The 30-kilometre exclusion zone around Chernobyl reactor 4 – which exploded in the early hours of April 26, 1986 – is almost devoid of people. For miles around there is unbroken, silent forest full of wildlife which is thriving now that people have largely gone.

Pripyat, once a city of 50,000 people, lies abandoned. Its '80s, Soviet aesthetic remains unchanged and is as much of a draw for visitors as is the chilling story of how Europe narrowly avoided a nuclear catastrophe.

When the Chernobyl reactor exploded, it pumped radioactivity into the atmosphere for 10 days. The area’s inhabitants were bussed out and told they would be back in three days – the vast majority never returned.

Most of the people who go to Chernobyl now are visitors drawn by the region’s sepulchral atmosphere. The “sarcophagus” which covered the reactor blast site has itself been covered up by a more modern structure.

But the abandoned schools and homes look like something from a war zone, except that this was a conflict where the enemy could be neither seen nor heard.

Chernobyl's dead silence is not confined to this 30km zone of Ukraine.

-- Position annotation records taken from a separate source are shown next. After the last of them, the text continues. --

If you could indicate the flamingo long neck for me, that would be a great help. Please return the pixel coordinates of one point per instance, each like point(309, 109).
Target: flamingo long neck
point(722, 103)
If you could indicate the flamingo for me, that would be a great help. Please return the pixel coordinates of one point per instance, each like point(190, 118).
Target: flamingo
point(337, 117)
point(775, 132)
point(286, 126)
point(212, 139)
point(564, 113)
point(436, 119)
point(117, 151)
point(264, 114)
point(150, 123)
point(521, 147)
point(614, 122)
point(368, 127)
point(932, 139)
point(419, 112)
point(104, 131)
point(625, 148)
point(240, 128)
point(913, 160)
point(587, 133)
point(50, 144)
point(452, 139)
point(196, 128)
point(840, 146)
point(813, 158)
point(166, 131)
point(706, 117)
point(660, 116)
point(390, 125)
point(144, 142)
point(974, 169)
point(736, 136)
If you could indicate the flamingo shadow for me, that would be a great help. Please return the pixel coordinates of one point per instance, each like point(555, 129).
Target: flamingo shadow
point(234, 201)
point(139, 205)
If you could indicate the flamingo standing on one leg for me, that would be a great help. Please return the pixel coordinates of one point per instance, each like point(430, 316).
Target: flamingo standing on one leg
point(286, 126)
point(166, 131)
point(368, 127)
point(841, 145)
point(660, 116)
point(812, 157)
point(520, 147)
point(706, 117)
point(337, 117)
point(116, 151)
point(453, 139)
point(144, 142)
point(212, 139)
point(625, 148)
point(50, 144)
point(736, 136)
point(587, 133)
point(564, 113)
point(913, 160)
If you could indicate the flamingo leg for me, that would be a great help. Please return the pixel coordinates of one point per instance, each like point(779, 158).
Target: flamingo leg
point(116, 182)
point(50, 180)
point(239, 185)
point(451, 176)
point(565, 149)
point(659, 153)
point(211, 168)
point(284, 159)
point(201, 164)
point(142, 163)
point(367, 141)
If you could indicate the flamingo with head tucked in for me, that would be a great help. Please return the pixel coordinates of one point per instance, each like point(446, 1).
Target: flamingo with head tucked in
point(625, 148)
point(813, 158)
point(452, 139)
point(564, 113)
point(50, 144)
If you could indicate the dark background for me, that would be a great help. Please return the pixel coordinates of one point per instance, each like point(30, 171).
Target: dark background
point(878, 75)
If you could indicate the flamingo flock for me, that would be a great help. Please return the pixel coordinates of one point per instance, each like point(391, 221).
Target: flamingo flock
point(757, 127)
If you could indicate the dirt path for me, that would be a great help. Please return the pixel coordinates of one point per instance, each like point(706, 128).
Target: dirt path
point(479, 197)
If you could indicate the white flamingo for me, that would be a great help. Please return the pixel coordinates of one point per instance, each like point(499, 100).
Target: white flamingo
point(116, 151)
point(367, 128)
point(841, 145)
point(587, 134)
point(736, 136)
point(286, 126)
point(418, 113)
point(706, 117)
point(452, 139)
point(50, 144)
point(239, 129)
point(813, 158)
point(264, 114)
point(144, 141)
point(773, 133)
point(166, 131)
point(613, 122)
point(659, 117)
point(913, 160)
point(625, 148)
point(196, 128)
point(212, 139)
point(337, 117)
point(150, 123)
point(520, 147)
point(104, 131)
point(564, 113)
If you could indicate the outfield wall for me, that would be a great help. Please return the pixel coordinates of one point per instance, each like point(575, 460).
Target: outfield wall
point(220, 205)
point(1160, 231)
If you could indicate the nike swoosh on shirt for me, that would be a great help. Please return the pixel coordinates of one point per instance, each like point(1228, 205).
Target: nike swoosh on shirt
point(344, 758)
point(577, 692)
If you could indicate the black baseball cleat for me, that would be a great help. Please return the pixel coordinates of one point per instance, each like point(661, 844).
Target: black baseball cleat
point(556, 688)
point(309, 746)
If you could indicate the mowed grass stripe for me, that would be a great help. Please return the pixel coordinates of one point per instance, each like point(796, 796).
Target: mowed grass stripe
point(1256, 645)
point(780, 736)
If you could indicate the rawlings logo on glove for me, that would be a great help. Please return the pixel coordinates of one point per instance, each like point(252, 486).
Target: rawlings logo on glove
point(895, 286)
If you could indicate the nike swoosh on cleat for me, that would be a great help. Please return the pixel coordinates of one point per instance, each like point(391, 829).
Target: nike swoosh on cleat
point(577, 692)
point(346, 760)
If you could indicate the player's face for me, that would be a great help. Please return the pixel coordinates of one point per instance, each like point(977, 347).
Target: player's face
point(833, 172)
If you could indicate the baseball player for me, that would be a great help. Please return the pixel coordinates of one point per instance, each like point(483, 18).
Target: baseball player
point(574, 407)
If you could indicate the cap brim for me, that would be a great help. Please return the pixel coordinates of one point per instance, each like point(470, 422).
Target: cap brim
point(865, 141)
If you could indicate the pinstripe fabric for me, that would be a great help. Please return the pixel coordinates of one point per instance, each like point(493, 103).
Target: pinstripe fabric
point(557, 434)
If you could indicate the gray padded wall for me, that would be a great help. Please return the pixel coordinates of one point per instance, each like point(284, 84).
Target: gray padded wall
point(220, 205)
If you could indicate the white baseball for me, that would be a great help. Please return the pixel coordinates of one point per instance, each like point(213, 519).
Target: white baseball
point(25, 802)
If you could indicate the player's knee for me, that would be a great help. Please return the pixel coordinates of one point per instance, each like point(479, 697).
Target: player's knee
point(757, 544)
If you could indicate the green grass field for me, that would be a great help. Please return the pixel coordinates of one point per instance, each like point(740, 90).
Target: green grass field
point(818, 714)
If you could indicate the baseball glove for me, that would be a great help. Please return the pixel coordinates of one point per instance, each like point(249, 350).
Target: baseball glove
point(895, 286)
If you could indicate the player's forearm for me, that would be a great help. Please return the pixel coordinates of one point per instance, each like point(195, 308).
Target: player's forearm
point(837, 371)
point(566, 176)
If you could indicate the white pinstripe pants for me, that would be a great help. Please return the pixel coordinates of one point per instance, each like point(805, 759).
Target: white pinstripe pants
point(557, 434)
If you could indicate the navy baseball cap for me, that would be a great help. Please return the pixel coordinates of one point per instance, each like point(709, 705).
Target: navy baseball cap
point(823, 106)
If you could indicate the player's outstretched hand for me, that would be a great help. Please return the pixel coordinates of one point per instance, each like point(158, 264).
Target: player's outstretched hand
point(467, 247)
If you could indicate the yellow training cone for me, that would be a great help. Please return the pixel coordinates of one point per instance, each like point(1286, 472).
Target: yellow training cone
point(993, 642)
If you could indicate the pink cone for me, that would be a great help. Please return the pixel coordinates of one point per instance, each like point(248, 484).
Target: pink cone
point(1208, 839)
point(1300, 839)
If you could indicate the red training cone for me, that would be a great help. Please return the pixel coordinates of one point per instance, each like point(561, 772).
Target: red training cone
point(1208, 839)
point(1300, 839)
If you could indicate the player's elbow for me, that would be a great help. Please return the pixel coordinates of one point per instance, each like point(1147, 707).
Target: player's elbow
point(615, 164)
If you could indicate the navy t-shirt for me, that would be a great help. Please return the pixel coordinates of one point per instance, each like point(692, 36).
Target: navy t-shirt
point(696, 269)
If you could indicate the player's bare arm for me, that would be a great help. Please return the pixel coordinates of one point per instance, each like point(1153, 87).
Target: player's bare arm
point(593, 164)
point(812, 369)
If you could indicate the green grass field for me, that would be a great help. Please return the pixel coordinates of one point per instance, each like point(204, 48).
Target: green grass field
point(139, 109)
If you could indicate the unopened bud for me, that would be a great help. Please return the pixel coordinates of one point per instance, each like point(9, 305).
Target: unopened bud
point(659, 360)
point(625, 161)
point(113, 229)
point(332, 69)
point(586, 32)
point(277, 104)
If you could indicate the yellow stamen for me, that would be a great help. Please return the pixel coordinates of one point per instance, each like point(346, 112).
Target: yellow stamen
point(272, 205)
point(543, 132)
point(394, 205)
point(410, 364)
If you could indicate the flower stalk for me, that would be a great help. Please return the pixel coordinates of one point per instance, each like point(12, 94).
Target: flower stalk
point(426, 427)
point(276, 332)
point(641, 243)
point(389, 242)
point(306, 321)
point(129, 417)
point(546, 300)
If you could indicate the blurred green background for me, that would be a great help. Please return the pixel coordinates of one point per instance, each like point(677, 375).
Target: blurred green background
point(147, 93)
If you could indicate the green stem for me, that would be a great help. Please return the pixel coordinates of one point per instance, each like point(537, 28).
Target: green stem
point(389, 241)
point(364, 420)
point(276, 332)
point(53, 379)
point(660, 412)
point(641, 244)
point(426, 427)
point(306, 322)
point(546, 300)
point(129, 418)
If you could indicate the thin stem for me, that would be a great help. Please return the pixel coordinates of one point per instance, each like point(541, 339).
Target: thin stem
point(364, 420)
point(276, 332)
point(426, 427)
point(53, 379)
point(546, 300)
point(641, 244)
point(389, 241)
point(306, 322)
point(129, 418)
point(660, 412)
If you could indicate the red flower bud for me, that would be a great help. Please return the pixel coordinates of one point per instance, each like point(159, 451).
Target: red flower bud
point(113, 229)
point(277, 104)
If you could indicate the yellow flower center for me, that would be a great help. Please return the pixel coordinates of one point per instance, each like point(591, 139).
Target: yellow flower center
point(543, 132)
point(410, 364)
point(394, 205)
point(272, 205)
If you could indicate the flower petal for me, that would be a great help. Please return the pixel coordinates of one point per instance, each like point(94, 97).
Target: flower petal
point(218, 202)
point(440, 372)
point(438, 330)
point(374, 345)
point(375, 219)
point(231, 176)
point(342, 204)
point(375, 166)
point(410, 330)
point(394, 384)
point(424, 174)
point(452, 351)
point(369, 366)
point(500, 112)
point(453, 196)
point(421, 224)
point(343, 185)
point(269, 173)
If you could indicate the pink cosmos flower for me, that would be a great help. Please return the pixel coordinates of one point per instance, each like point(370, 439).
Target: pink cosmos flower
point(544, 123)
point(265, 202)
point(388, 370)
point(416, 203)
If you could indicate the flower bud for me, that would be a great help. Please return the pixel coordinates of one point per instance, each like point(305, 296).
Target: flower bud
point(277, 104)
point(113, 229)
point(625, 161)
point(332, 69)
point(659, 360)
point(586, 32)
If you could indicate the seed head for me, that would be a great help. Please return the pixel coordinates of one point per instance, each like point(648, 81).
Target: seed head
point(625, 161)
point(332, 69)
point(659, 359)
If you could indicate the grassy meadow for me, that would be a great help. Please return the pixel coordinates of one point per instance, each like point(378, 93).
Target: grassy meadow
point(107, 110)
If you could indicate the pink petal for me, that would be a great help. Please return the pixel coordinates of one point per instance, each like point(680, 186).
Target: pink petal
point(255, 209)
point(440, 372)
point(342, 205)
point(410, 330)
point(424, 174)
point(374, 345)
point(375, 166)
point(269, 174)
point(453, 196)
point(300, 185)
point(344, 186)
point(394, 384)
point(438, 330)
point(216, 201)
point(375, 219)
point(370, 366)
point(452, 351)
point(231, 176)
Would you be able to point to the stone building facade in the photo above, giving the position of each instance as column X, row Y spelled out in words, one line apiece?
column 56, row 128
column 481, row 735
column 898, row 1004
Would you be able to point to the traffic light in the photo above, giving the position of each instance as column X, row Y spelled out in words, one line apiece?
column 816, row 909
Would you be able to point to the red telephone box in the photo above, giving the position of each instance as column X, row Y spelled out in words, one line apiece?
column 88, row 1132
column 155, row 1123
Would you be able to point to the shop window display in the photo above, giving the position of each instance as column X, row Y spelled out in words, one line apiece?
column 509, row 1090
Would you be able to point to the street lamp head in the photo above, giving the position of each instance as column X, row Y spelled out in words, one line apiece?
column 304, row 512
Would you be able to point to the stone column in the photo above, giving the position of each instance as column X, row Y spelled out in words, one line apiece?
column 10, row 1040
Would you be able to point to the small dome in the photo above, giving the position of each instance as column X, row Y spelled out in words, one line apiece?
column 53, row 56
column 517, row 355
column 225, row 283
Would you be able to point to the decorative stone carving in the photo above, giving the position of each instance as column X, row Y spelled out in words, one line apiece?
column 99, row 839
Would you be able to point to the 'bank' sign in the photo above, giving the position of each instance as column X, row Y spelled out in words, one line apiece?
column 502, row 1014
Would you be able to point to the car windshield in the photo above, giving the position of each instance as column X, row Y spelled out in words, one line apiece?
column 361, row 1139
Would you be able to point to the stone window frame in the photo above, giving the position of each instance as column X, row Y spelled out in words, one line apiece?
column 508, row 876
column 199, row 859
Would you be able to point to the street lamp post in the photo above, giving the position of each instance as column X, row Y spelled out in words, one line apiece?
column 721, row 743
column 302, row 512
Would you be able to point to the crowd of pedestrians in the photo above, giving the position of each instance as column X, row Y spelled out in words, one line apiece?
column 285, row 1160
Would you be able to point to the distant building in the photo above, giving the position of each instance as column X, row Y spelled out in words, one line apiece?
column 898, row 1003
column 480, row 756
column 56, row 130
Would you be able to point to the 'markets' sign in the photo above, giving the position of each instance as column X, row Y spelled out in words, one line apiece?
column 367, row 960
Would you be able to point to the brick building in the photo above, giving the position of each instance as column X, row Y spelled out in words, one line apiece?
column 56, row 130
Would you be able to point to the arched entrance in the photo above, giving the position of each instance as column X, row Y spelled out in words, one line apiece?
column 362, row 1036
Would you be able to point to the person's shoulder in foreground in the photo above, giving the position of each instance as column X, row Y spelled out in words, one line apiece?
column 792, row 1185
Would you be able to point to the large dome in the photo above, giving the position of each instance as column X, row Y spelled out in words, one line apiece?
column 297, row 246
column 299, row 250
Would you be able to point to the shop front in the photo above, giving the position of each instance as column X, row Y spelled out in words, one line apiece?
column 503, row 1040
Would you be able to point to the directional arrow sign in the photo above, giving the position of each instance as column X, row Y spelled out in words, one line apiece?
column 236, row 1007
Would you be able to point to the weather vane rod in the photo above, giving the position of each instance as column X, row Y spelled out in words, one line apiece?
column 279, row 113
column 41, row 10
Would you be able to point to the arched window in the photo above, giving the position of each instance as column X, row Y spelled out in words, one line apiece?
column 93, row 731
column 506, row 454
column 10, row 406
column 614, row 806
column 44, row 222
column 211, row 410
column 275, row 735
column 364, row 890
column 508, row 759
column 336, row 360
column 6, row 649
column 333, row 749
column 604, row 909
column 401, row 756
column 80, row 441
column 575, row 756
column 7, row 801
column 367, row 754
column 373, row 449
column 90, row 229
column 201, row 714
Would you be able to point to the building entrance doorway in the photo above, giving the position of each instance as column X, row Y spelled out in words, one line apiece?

Across the border in Belarus is another restricted area, one which remains almost totally unexplored.

The disaster retains a morbid fascination for many people. A new HBO miniseries coming out this month dramatises the conflict among the Soviet authorities trying to deal with the crisis, while a new game called Chernobylite allows players to explore a digital version of the exclusion zone.

But such a place can never be normalised. If Chernobyl offers us one thing, it is a glimpse into what the world could look like once humanity has gone.